「だから? 時枝組長をホモ扱いする木村さんなんて嫌いですッ」
「別にお前に好かれなくても構わない。嫌いってことは、何か? お前、今まで俺が好きだったのか? それこそホモだろ」
そういう意味で言ったんじゃないと分かってて、木村が意地悪なことを言う。
「な、な、な、なんてことをっ、」
白崎が眼球をひん剥いて反論しようとしたが、余程興奮したのか、その後の言葉が詰まって出てこなかった。
俺はいじめっ子か?
と自己ツッコミを入れつつも白崎の反応が面白くて木村は更に続けた。
「正解だろ。そうか、本当はお前、男が好きなんだ。だから、オープンにしているやつらが嫌いなんだ」
木村のこの発言により、白崎の抜けていた腰に活力が漲ったらしい。
「木村さんの、バッカ―――ッ!」
立ち上がると同時に木村に体当たりすると、脱兎の如く勢いでその場から走り去った。
「…白崎の野郎、なんなんだ? 放って置いてもいいよな? 組長の指示はここに連れてくることだったし、組まで一緒に戻らなくても別にいいよな?」
このまま組から消えてくれれば、という考えが木村の頭を過ぎる。
いや、待て待て、絶倫ドリンク代を請求してからだ。
いなくなった白崎より絶倫ドリンクの代金のことを気に掛けながら、木村は勇一の待つ桐生の第一事務所に戻った。
「殺されなかったのか。
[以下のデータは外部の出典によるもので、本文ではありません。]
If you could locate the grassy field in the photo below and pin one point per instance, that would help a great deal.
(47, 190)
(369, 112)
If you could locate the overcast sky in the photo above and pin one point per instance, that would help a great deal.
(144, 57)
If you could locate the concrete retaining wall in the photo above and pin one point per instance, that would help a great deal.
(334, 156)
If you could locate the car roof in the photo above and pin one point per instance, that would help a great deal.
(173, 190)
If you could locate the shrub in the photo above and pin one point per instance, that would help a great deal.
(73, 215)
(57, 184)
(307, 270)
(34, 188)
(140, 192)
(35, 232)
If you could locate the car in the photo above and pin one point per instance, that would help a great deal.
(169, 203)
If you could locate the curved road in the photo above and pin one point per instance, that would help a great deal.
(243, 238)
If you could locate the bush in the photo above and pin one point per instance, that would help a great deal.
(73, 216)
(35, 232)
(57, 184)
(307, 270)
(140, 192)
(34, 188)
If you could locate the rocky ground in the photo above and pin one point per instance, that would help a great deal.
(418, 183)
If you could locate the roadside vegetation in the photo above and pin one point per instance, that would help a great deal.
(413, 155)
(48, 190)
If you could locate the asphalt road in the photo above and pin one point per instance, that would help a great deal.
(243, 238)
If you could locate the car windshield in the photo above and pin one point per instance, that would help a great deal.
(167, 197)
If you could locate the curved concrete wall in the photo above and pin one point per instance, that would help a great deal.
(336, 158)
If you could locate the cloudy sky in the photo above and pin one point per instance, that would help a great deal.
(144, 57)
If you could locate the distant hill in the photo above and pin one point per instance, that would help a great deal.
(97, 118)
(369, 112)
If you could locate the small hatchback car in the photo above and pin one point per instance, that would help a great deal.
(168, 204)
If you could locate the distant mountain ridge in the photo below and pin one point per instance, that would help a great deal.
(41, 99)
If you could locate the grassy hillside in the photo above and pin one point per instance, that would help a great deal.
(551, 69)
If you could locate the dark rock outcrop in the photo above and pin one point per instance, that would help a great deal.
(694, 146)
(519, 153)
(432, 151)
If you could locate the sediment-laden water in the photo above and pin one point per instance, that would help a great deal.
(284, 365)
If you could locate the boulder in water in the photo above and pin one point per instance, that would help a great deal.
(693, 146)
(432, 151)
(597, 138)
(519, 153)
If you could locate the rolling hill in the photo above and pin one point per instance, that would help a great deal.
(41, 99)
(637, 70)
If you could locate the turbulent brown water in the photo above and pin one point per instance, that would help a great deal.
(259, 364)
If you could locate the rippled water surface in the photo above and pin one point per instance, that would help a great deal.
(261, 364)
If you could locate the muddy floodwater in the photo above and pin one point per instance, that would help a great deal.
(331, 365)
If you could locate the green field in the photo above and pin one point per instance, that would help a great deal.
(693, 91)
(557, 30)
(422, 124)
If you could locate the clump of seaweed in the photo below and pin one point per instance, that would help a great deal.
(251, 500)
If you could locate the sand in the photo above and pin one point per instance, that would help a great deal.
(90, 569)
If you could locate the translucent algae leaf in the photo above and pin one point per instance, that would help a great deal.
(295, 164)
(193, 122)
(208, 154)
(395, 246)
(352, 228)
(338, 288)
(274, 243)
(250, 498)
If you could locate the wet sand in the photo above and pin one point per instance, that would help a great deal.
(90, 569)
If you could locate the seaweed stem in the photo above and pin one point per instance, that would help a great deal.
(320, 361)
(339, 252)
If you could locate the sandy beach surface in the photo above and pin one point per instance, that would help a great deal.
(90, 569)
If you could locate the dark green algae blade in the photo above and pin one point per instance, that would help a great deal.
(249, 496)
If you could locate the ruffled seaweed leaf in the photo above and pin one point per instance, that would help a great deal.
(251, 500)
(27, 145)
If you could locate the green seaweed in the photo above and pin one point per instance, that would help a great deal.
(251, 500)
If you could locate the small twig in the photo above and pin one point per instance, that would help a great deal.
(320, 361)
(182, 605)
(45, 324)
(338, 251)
つまらん」
戻るなり木村が組長の勇一から掛けられた言葉がこれだ。
「はい、無事でした」
どうして、お前は無事なんだ、とまだ顔を腫らしてる面々がジロリと木村を睨む。
「それで、あのアホはどうした?」
「…白崎でしたら、初めて目にする光景に腰を抜かしていましたが、その、何なんですかね…我に返った途端、走ってどこかに行ってしまいました」
現組長の勇一と前組長の時枝の関係をばらしたことと、白崎をホモ扱いしてからかったことは伏せて報告した。
「そっか。じゃあ今日はもうあのアホの顔を拝まなくて済むな。皆、仕事に励め」
勇一は白崎が受けたはずの衝撃を想像して、「ザマーみろ」と腹の中で舌を出していた。